Avec Derby Hill, Derby Hill dévoile un EP qui s’écoute comme un carnet de route intime, griffonné au fil des jours et des états d’âme. Cinq titres, pas un de trop, pour poser les bases d’un univers folk-americana profondément humain, où l’émotion prime sur la démonstration. Ici, tout semble guidé par le besoin de dire vrai, sans masque ni détours.
Enregistré dans des lieux modestes de Chicago, entre sous-sols et couloirs étroits, ce premier projet tire une force singulière de ses conditions de création. Le son, à la fois brut et soigné, possède une ampleur presque cinématographique. Les arrangements restent discrets, laissant la place à une écriture nourrie par les héritages de Steve Earle, Leonard Cohen ou John Prine, références assumées d’un art du storytelling sobre et habité.
Dès l’ouverture, Restless and Forgiven installe le décor. Une ligne de guitare élégante, une atmosphère alt-folk lumineuse, et cette sensation immédiate d’espace qui évoque les longues routes américaines. Le morceau donne le ton : pas d’effets superflus, seulement des mélodies justes et une émotion maîtrisée. Red Honey Wine poursuit cette trajectoire, comme une continuité naturelle, emportant l’auditeur dans un paysage ouvert, presque solaire, où chaque note semble respirer.

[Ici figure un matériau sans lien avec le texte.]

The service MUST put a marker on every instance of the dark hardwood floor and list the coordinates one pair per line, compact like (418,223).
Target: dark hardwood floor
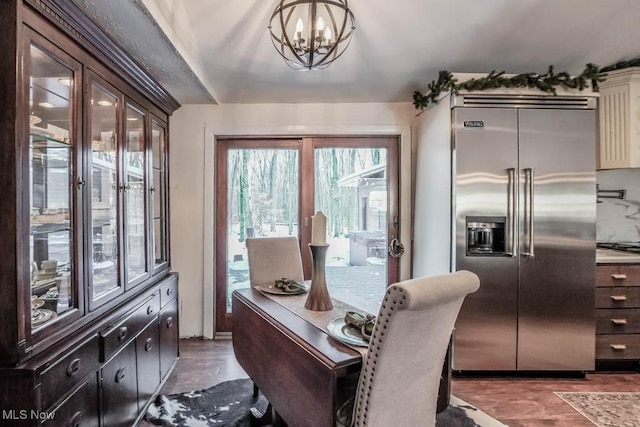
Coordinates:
(516,401)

Au fil de l’EP, Derby Hill invite à l’introspection, évoquant les combats ordinaires, les pertes silencieuses et les élans d’espoir qui jalonnent la vie. La conclusion, In a Matter of Moments, apporte une douceur bienvenue. Ballade délicate, caresse musicale aux guitares fines et apaisantes, le titre ferme le projet avec élégance.
Avec Derby Hill, l’artiste signe une entrée remarquée : un EP sincère, cohérent et profondément touchant, qui confirme qu’une émotion authentique reste l’un des langages les plus puissants de la musique.